Lots of neat stuff in the mapping space lately. Thanks to Mikel Maron, Virtual Earth now has georss feeds.

So for years I’ve been largely ignoring the social networking websites. Or to be more accurate, reading up on them a lot, but not actually using them. Among other things, I don’t want to waste my time, nor provide a lot of my personal data to some walled garden. Regarding the latter, PeopleAggregator has been out for a while, and I hadn’t gotten around to congradulating Marc and Phillip. Anyhow, Facebook came to my school (this year I believe) and I’ve found that I’m actually using it. Not much, but more than I’ve ever used another similar site. Unlike the first generation of these websites, it actually has a point to it. I’m still resisting uploading photos to it (if I annotate those photos, am I ever going to be able to export that? highly unlikely) and I don’t like using it for messaging, because it won’t be searchable and integrated with my email or instant messaging services. Amusingly enough, I do think Facebook will actually succeed in making money. Hmn.. I guess I don’t have any major point to make here..

TechCrunch » Rumor: Yahoo Acquired Jotspot

TechCrunch » Rumor: Yahoo Acquired Jotspot - I don’t usually report on breaking news rumours but this one is very interesting, because Jotspot is such an amazing company/product.

Yahoo! buys Upcoming.org

This is a very significant move. Need I say more? Events and calendaring are gearing up to be huge. Does this deal have anything to do with the Google Calendar rumours? Via Software Only.

What’s wrong with MSN’s RSS search

News from Luigi about RSS search from MSN leads me to think MSN Search knows what they’re doing. Or not.

They are putting RSS/Atom search integrated right in with their web search. This is good. But… they’re displaying RSS feeds as regular search results, without modification. That means that when you click on a RSS feed result, you are taken to (surprise) the RSS feed, which, most of the time, is not in a human-readable format. Hello usability? This is acceptable for a major engine to put out for average web users?? Additionally, the ‘cache’ link for RSS feed results displays a somewhat more human-readable display, but it could definitely be improved.

Virtually all, if not all RSS feeds today are representations of existing web pages. It would make a little more sense to point to those, and provide an additional link to the actual RSS feed. This is essentially what all the major RSS search engines are smart enough to do, including Feedster, Blogdigger, and Bloglines.

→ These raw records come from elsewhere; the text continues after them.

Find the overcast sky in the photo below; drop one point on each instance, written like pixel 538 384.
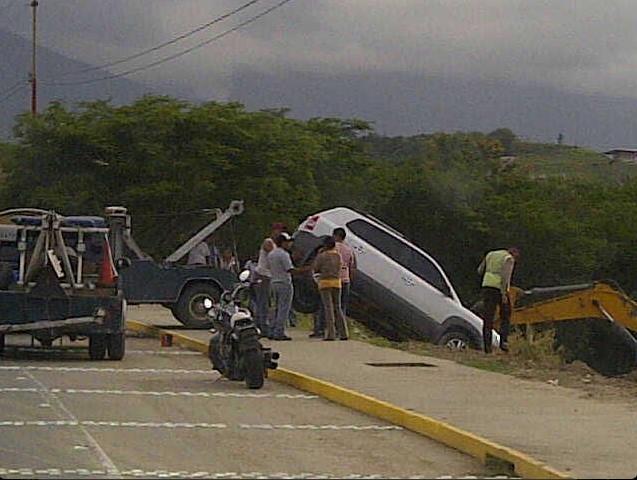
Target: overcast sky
pixel 580 46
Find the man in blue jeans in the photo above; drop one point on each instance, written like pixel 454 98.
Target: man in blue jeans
pixel 281 269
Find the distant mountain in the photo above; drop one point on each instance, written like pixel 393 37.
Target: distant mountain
pixel 15 65
pixel 407 104
pixel 398 103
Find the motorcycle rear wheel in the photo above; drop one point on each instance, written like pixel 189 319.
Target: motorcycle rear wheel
pixel 254 369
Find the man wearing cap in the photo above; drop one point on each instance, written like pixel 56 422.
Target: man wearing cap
pixel 496 269
pixel 262 280
pixel 281 270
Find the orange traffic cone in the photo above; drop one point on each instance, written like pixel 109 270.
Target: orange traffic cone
pixel 108 273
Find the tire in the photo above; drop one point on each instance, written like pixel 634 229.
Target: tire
pixel 189 308
pixel 254 368
pixel 116 346
pixel 97 347
pixel 456 340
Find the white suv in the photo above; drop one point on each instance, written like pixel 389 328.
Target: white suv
pixel 398 287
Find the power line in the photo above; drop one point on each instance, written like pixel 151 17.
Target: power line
pixel 169 42
pixel 10 92
pixel 6 7
pixel 176 55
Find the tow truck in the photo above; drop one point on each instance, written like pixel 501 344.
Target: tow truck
pixel 184 289
pixel 57 279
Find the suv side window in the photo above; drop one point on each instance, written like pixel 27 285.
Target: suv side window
pixel 406 256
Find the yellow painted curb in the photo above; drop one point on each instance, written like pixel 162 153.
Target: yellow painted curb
pixel 478 447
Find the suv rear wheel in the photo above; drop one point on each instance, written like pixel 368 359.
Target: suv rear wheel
pixel 455 340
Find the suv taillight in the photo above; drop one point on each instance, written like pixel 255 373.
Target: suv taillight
pixel 311 222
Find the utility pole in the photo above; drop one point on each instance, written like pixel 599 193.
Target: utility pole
pixel 33 77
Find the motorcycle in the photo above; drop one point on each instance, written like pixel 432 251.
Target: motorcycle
pixel 234 349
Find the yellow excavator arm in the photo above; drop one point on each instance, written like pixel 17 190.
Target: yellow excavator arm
pixel 598 300
pixel 612 346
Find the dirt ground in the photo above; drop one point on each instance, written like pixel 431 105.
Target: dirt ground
pixel 524 362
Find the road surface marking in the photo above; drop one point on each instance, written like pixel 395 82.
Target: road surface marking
pixel 193 425
pixel 268 426
pixel 51 398
pixel 104 370
pixel 62 472
pixel 162 352
pixel 79 391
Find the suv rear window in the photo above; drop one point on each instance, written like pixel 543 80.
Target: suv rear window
pixel 401 253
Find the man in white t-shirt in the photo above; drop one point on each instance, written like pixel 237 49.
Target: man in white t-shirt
pixel 262 280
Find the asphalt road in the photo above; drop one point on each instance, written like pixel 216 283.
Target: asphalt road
pixel 163 413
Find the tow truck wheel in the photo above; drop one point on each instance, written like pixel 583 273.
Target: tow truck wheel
pixel 190 308
pixel 116 346
pixel 97 347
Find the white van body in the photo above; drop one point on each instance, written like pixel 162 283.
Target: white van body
pixel 402 279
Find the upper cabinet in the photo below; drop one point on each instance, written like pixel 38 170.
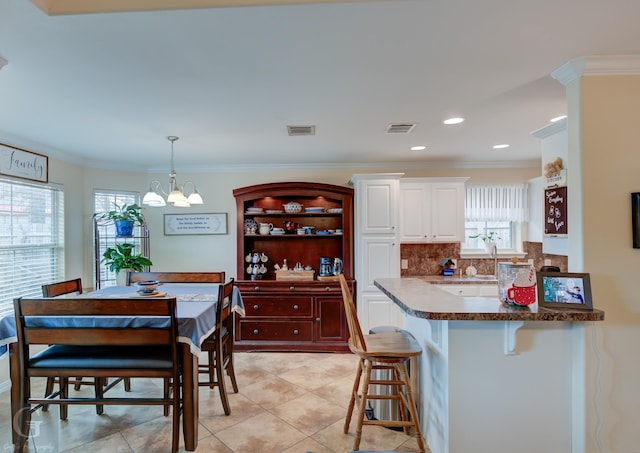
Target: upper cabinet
pixel 431 210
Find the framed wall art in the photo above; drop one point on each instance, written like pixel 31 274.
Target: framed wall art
pixel 635 219
pixel 23 164
pixel 564 290
pixel 194 224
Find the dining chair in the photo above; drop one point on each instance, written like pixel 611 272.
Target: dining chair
pixel 74 286
pixel 219 348
pixel 176 277
pixel 75 348
pixel 388 351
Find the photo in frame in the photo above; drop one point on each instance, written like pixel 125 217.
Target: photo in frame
pixel 193 224
pixel 564 290
pixel 635 219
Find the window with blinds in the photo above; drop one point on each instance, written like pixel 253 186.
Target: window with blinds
pixel 31 239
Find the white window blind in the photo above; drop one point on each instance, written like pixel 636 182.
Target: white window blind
pixel 31 239
pixel 498 203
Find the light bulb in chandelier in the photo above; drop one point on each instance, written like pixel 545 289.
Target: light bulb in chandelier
pixel 155 196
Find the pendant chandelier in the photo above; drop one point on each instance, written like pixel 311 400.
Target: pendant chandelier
pixel 175 194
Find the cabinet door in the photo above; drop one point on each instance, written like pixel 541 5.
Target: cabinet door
pixel 447 212
pixel 414 211
pixel 380 258
pixel 377 213
pixel 377 310
pixel 330 322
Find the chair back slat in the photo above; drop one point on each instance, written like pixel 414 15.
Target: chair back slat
pixel 39 331
pixel 356 340
pixel 87 306
pixel 223 306
pixel 176 277
pixel 61 288
pixel 96 337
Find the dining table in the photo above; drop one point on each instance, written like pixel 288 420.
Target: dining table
pixel 195 315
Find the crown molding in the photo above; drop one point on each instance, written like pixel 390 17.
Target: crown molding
pixel 597 65
pixel 550 129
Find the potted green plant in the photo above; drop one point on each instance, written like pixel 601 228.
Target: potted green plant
pixel 489 239
pixel 121 258
pixel 124 217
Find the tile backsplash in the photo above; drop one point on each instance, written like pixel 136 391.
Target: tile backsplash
pixel 424 259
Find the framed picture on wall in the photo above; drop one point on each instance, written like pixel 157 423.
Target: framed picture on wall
pixel 635 220
pixel 564 290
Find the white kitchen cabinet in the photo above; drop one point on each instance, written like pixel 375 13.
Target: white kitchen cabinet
pixel 431 210
pixel 376 246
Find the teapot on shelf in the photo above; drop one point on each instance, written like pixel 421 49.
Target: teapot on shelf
pixel 290 226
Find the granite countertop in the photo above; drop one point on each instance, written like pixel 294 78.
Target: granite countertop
pixel 418 297
pixel 457 280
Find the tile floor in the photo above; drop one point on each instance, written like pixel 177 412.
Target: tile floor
pixel 288 402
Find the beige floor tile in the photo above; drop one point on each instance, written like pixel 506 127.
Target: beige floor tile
pixel 115 443
pixel 272 391
pixel 288 403
pixel 212 416
pixel 308 445
pixel 262 433
pixel 309 377
pixel 309 413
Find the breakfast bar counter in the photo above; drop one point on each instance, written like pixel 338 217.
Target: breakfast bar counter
pixel 495 377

Actually those engines are all smarter still, since they’re indexing individual RSS items rather than whole RSS feeds as if they were a single document. That’s a huge benefit of RSS; that the individual items have been separated, and usually come with important metadata, like the date. MSN doesn’t seem to make use of this at all, although admittedly their implementation is new.

It does appear that Yahoo has got some of this right, linking to web pages (and sometimes the web pages of the individual items). However, the same does not apply to their search API, which does use RSS feed URLs as the main link for each search result, and it does not provide the web page alternative. Which leads me to the news today of Yahoo Weather in RSS. They’re even including some excellent data in there, but, they’ve defined a new namespace for some of this data, which points to http://xml.weather.yahoo.com/ns/rss/1.0, which returns a 404 now. Also it’d be nice if they labeled their namespace ‘weather,’ rather than ‘yweather.’ And I strongly suspect that there are existing weather vocabularies they may have been able to use instead.

Anyway, back to MSN Search, they’ve introduced two new syntaxes, feed:, to specify to look for RSS feeds, and hasfeed: to specify that the results are web pages that have RSS feeds. That seems okay, but the way to use the syntax is odd. For example feed: site:bbc.co.uk. It has been semi-standard for a while to use syntax like syntax:foo, as in the site: keyword used, however the new syntax seems to be syntax: by itself. Confusing. Let’s just assume that this is temporary, until there’s a web-based interface for choosing to find RSS feeds.

</rant>

Google Maps API

Google Maps API - finally, and thank goodness. I haven’t looked at the API yet, hopefully it still leaves a place for Mikel’s fantastic worldKit. Via Google Blog.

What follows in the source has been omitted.